The bracket pieces are currently bent but I want my welding friend to touch that up a bit.  

The remaining parts are hard to source in the USA.  The gear I found, but the Module 1.0 15 mm x 15 mm rack is proving to be a bit more of a challenge.  Once I do get hold of the rack piece, I believe that will need some additional machining too.  Since that is steel, the equipment I have access too will not be able to cut it.  I'll need to recruit some help from a local shop for that.  The servo, shaft adapter and motor are all ordered and en route!

More Intel NUC progress!

The new power converter was put to the test this week!  Thanks to Intel replacing the NUC with a newer model that had the power connector, I tried it out.  

The HDMI to VGA adapter that went bad was replaced under warranty (despite having to email incessantly to C2G and Tiger Direct to get them to SHIP THE REPLACEMENT.  I can't give either high marks for customer service on this one.)  

I ran on battery power for 25 minutes before shutting down, happy that there were no hiccups with the converter.  According to the technical specs, the NUC will draw 13 watts at idle, 27 watts at load.  I've been consulting with some electronic minds to get an idea on the best battery and size to consider for powering this PC.

Sunday, January 12, 2014

3D printing an adapter piece

Tonight I finally got around to printing the part I needed to provide airflow to the NUC's power converter.

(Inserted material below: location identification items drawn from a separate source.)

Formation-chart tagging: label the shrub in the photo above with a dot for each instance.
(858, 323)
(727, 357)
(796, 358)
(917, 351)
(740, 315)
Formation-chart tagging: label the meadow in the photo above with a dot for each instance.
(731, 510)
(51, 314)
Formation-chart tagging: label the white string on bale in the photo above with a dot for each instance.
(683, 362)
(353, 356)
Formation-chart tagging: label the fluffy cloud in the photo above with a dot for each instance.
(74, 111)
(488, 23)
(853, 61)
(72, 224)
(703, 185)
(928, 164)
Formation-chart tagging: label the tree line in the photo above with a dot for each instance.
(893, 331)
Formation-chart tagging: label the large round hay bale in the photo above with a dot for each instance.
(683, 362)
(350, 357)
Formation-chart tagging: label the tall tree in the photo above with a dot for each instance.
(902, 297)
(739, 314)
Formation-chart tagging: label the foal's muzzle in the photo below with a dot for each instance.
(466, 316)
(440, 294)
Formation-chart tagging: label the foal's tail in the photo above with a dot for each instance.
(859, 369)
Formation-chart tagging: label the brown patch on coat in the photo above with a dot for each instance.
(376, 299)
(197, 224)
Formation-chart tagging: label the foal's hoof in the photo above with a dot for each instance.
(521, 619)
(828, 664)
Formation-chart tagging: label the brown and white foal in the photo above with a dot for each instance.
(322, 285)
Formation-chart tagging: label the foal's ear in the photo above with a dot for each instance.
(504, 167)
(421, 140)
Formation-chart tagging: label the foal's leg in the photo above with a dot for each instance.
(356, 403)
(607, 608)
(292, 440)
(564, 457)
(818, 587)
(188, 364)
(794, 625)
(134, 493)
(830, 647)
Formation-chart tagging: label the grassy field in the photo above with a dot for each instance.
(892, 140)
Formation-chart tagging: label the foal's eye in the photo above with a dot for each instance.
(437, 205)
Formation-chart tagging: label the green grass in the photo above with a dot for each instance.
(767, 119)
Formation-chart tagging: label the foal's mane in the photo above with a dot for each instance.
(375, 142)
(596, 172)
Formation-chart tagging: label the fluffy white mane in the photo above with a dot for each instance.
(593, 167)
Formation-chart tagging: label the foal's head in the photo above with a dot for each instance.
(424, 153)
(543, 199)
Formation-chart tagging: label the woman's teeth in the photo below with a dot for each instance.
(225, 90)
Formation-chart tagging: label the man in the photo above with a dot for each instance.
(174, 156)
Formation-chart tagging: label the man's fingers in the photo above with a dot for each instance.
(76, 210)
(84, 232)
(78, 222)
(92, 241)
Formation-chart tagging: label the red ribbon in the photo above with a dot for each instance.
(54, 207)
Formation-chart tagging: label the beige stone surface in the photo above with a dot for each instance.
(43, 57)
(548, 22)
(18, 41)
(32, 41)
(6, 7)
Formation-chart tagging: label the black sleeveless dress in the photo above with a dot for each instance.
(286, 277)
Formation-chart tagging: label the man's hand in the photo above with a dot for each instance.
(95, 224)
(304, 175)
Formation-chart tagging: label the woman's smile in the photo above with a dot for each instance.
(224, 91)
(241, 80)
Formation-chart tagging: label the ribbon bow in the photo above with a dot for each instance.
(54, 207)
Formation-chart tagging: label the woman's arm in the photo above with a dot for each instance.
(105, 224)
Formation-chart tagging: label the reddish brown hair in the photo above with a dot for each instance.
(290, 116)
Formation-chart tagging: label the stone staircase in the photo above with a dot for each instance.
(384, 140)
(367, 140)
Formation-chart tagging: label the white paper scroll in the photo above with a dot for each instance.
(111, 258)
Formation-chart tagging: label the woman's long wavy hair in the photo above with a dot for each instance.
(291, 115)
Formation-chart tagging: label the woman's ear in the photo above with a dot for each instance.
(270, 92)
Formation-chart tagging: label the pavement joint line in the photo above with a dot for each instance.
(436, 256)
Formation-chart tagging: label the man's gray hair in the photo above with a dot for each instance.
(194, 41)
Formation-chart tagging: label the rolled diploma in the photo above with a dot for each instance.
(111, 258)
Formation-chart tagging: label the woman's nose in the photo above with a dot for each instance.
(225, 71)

I own SolidWorks (Academic) 2013 and despite going thru many wonderful tutorials on, I could not create the piece to my satisfaction.

Here's the plan:  Take an old CPU cooling fan from an old Pentium Pro server and create an adapter piece so it can sit on top of the power converter enclosure.

It sounds simple!  The fan is a 50mm square and the enclosure is 43mm wide.  I had several ideas on how to do this and I settled on one where two tabs would extend out from below the piece, so it could straddle the enclosure and be attached from outside.  I'd leave the outside tabs intact, without a mounting hole, since I was not sure the best place for it to rest.

Several of my Ultimaker printer friends mentioned how quickly and easily they create things in SketchUp 2013.  After viewing the video tutorials on (a fantastic resource!), I started working on my drawing...

The biggest complaint I have with SketchUp is when creating circles, you can key in the distance you want.  The small holes are 4mm each, however the software, for whatever reason, enters in radius.  Also, resizing an existing object is a bit less intuitive, requiring you to "rescale" it, and if the object has been extruded (thickness added), you have to make sure both sides of the hole are selected.

In short, I struggled to make my simple part despite the "easy" interface.  In both SolidWorks and SketchUp.  Why?  I think while watching the tutorials, I had my mindset on what I needed to make versus learning the principals well.  In short, the impatient learner.

Once I had the part made, I had to Export it into a format the printer's slicing program, CURA, could use.  The only modification I had to do was flip the part upside down.

Just over an hour later, I have the part completed.

Next up is to see how the fan fits on it.  It fits perfectly.

Now I can drill and mount this piece as needed!  

The Ultimaker 3D printer is proving to be a very useful tool in droid building.